Jul 21, 2011 at 10:05 PM
Edited Jul 21, 2011 at 10:08 PM
using HTML agility pack it should be pretty easy using XPath to select the container element that holds the thread content.
So you might want to have registered in the database your different forums/websites, for each you might want to have registered the XPath rules that extract the forum content has you want and then use HTML Agility pack to SelectNodes according to all the
here are some examples to obtain elements from html with xpath using hap
//table[contains(@id, '_tblProperty')] select all TABLE elements which contains '_tblProperty' in it's ID
//div[@class='col3']/p select the second P, which parent it's a DIV with class='col3'
//span[contains(@id, '_lblPrice')]/a select the first A element child of a span that contains in ID '_lblPrice'
the rest of the work it's by HTML Agility pack
Hope it helps.
'dherbe' thanks for your excellent reply. I really appreciate it.................
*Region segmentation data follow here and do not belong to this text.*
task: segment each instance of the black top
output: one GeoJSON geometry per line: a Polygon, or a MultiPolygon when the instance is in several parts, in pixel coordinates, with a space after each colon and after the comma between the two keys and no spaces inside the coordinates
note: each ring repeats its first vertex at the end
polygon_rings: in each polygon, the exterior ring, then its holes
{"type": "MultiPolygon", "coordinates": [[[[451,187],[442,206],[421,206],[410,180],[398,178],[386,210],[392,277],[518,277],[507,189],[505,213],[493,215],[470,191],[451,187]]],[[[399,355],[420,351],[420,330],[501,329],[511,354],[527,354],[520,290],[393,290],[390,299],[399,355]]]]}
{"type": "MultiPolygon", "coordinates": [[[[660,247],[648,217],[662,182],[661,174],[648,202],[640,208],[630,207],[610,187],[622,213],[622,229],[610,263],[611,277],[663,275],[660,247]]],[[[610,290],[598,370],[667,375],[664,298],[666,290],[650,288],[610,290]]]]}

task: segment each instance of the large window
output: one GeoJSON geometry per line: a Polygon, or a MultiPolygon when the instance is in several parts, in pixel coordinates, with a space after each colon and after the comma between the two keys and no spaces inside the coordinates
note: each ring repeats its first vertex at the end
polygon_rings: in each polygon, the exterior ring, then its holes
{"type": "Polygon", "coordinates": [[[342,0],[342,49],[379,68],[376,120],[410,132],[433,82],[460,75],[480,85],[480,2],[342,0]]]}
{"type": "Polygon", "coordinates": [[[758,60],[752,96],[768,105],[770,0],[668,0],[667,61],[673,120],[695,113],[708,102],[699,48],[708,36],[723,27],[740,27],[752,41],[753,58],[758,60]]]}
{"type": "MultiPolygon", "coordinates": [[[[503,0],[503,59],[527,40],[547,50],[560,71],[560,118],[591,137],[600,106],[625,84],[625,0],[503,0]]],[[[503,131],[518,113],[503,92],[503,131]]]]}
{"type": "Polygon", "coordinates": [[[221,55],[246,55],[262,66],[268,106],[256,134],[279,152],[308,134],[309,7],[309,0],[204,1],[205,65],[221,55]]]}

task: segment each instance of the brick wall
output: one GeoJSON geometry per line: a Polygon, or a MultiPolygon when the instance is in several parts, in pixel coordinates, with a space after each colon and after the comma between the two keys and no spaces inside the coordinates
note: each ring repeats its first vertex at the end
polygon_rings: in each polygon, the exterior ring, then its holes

The problem is the way my application is designed. Basically it is a GUI application whereby user browses to 'ANY' web forum. I have
one textbox whereby it uploads the HTML contents and the other textbox which is using regex, cleans the HTML contents of textbox1 and inputs it into
textbox2 ready for tranfer to the database along with the web URL.
Regex only works upto a certain limit whereby it struggles to cope if the right regex arent mentioned in the code.
Hence, why I have turned towards htmlagilitypack :D
After reading the above, is there anything HAP can help me with where it can be again 'ANY' forum?